Clustering of the 102 MglA-regulated genes as determined by SAM. Seventeen spots representing 10 genes were expressed at higher levels in the mutant than in the wild type, and 183 spots representing 92 genes were downregulated in the mutant compared to the wild-type. Columns represent individual time points, increasing from left to right during the growth curve, and rows represent individual genes.

FIG. 4.

Quantification of selected MglA-regulated genes by real-time reverse transcription-PCR. Differences in transcript abundance of MglA-regulated genes were confirmed by real-time RT-PCR using RNA from the second growth curve. Gene-specific primers for (A) pdpB, (B) FTT0989, (C) FTT0612, (D) oppB, (E) FTT1209c, and (F) mglA were used to amplify either wild-type (wt) RNA, represented by a solid line, or mglA mutant RNA, represented by a dashed line. Testing of samples was performed in triplicate. Experiments were performed at least three times. Means and standard deviations from a representative experiment are shown. *, P < 0.05; **, P < 0.01; ***, P < 0.001 (compared with the wild type).

FIG. 5.

MglA-regulated genes contribute to Francisella replication in macrophages. Bone-marrow-derived macrophages were infected at an MOI of 25:1. Samples were taken at 2 h, 6 h, and 10 h postinfection. (A) Percent bacterial entry into macrophages was calculated by dividing the 2-h counts by the input. Macrophages were infected with (B) pdpB and cds2 mutants, (C) FTT0612 and FTT0989 mutants, and (D) oppB and FTT1209c mutants. Bacterial replication (n-fold) was calculated by dividing the 10-h bacterial counts by the averages of the 2-h bacterial counts for (E) pdpB and cds2 mutants and (F) FTT0612, FTT0989, oppB, and FTT1209c mutants.

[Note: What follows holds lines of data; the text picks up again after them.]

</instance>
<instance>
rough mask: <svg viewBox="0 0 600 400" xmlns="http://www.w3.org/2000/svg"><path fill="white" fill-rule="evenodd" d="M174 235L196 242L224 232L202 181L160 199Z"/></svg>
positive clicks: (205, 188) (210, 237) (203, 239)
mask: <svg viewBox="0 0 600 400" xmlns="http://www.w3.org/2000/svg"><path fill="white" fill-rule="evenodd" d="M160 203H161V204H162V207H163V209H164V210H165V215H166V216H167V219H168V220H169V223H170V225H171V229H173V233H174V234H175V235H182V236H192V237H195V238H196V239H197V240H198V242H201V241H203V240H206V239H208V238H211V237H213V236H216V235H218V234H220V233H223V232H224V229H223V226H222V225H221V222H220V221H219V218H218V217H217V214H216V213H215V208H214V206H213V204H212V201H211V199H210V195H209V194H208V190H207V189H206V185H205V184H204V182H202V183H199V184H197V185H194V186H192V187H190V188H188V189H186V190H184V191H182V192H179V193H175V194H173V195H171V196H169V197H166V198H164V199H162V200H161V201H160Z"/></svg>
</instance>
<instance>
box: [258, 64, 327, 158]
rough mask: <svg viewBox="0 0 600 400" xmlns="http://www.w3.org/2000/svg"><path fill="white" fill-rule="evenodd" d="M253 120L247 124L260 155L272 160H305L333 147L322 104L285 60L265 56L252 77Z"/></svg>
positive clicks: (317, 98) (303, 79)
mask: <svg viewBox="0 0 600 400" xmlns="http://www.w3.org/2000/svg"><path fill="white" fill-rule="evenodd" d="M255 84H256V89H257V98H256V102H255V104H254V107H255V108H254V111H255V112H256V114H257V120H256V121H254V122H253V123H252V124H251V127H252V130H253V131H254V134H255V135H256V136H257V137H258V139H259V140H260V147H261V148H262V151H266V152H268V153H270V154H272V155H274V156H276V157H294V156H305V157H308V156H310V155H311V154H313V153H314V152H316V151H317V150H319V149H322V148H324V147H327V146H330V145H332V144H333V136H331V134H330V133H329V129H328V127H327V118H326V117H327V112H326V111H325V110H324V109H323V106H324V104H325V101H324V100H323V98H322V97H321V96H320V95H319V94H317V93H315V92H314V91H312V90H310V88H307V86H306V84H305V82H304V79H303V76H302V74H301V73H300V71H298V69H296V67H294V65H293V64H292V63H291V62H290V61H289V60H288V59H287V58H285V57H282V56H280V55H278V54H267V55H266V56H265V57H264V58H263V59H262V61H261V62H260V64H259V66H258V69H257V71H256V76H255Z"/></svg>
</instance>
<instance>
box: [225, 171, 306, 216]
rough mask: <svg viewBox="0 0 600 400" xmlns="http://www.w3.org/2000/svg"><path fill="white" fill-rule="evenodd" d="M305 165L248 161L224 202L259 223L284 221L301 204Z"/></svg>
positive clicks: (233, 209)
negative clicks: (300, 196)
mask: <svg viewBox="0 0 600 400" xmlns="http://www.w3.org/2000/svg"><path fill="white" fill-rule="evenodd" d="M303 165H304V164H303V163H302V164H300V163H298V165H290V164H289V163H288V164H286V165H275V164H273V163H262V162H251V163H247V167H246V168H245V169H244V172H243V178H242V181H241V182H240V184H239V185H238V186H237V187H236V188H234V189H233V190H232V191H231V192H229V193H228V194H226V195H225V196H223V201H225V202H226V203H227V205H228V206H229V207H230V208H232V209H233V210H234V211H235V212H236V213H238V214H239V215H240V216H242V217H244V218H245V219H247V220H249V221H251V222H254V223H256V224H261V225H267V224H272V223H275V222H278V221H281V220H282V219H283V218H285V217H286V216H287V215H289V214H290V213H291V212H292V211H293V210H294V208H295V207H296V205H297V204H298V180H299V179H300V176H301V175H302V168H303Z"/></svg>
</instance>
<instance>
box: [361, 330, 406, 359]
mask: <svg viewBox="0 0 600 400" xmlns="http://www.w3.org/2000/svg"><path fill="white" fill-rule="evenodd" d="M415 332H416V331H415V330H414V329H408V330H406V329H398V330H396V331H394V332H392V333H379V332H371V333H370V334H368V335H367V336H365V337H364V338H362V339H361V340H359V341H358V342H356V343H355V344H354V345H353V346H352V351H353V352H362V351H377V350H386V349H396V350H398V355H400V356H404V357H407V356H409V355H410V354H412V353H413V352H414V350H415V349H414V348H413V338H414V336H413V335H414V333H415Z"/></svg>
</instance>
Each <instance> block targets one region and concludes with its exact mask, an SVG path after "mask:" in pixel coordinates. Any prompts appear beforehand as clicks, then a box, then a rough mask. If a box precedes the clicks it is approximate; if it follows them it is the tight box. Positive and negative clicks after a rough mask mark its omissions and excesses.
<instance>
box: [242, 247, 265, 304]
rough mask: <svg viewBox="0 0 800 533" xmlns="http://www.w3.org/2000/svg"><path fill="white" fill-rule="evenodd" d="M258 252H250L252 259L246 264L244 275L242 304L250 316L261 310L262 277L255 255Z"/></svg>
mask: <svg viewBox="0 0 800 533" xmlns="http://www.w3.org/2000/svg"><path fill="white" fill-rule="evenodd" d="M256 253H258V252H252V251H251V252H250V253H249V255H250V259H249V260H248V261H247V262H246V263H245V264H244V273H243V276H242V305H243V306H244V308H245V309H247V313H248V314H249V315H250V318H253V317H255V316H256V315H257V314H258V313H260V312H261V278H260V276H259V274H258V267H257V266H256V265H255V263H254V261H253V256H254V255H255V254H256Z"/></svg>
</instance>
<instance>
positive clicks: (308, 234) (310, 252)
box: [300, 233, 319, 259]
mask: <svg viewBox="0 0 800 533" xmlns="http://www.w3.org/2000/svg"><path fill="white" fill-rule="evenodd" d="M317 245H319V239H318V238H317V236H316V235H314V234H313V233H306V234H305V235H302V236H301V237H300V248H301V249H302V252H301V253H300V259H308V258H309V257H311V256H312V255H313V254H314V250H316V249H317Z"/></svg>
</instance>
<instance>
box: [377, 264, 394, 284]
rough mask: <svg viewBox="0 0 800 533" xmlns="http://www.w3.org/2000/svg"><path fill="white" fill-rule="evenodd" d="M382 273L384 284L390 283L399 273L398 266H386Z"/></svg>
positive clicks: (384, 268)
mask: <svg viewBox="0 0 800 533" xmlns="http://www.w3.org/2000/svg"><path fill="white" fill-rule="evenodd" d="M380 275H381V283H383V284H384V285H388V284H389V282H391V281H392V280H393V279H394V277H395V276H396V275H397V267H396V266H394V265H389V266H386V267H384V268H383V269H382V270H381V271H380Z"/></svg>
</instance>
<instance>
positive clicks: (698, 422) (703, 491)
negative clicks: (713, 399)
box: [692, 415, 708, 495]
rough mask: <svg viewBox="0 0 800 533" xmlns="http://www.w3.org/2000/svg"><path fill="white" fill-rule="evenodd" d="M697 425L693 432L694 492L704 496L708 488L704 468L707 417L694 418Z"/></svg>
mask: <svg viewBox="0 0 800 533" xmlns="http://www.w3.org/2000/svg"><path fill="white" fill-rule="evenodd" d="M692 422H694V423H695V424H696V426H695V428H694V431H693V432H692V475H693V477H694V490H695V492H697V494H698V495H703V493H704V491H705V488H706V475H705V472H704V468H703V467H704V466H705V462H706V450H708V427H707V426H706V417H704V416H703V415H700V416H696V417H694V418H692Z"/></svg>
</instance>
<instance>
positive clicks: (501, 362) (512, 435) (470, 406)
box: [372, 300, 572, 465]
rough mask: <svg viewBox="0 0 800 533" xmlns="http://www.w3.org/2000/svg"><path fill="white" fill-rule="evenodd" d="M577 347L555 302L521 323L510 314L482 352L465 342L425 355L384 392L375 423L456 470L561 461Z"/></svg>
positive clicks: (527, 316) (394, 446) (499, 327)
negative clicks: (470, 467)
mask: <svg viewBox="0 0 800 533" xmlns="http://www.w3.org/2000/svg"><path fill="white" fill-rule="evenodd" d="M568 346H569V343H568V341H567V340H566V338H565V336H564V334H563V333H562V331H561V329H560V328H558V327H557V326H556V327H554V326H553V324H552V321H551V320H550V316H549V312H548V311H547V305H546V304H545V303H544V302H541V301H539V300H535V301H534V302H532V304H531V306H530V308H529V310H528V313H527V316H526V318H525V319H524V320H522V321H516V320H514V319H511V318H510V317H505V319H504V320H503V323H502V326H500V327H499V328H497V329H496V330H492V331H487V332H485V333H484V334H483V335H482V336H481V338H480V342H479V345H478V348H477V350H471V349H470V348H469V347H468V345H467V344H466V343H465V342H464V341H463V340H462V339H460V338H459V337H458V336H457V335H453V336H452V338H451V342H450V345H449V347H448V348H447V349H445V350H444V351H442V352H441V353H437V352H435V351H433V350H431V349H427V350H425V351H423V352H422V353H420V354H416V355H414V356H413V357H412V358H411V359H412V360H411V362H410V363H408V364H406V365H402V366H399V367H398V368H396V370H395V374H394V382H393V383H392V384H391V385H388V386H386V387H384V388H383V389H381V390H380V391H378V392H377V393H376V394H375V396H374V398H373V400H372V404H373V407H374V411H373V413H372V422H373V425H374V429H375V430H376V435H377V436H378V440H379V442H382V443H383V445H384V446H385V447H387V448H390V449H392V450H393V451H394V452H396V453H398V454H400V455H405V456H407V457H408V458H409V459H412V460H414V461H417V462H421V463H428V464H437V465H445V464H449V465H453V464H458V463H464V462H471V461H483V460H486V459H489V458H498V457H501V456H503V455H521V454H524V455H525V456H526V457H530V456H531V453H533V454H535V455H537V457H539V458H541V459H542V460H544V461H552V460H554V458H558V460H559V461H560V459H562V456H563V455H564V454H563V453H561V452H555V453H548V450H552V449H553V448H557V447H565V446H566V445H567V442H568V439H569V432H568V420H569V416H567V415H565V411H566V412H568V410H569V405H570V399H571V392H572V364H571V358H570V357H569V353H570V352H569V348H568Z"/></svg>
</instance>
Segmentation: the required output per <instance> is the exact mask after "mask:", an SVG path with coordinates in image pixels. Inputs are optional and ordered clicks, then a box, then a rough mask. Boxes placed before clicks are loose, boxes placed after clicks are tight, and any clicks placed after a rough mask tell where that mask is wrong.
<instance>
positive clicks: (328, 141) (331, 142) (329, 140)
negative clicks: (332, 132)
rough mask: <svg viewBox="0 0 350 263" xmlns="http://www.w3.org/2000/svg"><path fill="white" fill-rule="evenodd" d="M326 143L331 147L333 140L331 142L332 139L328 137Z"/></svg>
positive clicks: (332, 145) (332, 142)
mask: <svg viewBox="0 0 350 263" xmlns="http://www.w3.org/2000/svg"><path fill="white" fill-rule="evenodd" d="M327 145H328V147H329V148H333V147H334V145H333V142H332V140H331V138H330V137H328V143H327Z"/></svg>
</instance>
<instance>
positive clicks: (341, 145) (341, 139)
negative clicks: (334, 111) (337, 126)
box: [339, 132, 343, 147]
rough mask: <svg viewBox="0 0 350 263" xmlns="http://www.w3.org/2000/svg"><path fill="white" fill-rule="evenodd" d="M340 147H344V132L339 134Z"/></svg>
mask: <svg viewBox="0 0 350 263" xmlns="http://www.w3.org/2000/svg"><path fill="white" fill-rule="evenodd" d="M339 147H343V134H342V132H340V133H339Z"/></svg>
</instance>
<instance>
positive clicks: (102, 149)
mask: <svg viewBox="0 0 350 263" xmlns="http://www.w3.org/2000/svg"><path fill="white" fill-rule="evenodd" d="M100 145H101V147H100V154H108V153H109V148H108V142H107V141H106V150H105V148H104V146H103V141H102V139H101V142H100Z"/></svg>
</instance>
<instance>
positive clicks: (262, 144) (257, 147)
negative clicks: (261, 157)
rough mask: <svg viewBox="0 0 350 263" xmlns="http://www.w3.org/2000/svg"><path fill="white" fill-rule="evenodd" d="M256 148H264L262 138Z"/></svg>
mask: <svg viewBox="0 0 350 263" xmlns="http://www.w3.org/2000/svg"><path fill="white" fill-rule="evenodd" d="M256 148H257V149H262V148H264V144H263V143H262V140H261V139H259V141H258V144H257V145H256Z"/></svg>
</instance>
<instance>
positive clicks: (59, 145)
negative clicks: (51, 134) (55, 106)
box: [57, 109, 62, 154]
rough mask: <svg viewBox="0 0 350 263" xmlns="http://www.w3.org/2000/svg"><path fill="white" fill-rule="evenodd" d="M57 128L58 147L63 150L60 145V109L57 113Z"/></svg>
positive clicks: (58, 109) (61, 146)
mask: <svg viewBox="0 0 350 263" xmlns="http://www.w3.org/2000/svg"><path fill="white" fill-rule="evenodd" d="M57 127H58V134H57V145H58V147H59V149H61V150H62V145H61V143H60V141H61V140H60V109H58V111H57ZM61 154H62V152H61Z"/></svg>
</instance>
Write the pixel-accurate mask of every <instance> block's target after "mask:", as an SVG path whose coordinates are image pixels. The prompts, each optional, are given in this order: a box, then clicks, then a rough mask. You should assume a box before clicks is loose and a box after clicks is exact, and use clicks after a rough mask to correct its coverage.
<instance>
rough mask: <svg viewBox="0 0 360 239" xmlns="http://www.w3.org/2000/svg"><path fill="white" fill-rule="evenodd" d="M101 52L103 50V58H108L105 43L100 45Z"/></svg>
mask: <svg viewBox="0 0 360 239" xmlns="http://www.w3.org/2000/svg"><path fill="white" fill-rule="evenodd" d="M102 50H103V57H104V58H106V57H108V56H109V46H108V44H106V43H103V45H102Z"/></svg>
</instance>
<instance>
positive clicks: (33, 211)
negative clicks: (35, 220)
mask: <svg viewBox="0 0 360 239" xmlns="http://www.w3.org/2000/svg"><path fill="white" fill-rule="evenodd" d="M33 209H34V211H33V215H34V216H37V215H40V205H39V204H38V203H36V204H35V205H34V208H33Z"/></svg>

The wild type, the mglA mutant, and pdpA mutants were included as controls. Samples were performed in triplicate. Experiments were performed at least three times. Means and standard deviations from a representative experiment are shown. *, P < 0.05; **, P < 0.01; ***, P < 0.001 (compared with the wild type).

FIG. 6.

MglA-regulated genes are involved in macrophage cytotoxicity. Macrophages were prestimulated with heat-killed, wild-type Francisella cells ∼18 h prior to infection. Cytotoxicity was measured by LDH release at 8 h postinfection. The mglA and pdpA mutants were included as controls. Macrophages were infected at an MOI of 100:1 with (A) pdpB and cds2 mutants and (B) FTT0612, FTT0989, oppB, and FTT1209c mutants. Mutants were complemented, and cytotoxicity was measured at (C) 8 h postinfection with an MOI of 100:1; (D) 10 h postinfection with an MOI of 20:1; (E) 8 h postinfection with an MOI of 100:1; and (F) 10 h postinfection with an MOI of 10:1. Testing of samples was performed in triplicate in each experiment. Experiments were performed at least three times. Means and standard deviations from a representative experiment are shown. *, P < 0.05; **, P < 0.01; ***, P < 0.001 (compared with wild-type for A and B or mutant compared to the complemented mutant by the bar in C to F). wt, wild type.

FIG. 7.

MglA-regulated genes contribute to Francisella virulence in mice. Mice were infected subcutaneously with equal amounts of mutant and wild-type Francisella cells. At 2 days postinfection, spleens were taken for counts, and the competitive index was calculated. (A) Competitive indices of pdpB and cds2 FPI mutants. A spontaneous streptomycin-resistant mglA mutant (see Materials and Methods for a description) and the pdpA mutants were included as controls. (B) Competitive indices of FTT0612, FTT0989, oppB, and FTT1209c mutants. At least five mice were used to calculate the CI value for each mutant strain. Each spot represents the CI value from an individual mouse, and bars represent the geometric means. Significance was calculated by comparing the log of the CI value to 0. *, P < 0.05; **, P < 0.01; ***, P < 0.001 (compared with 0).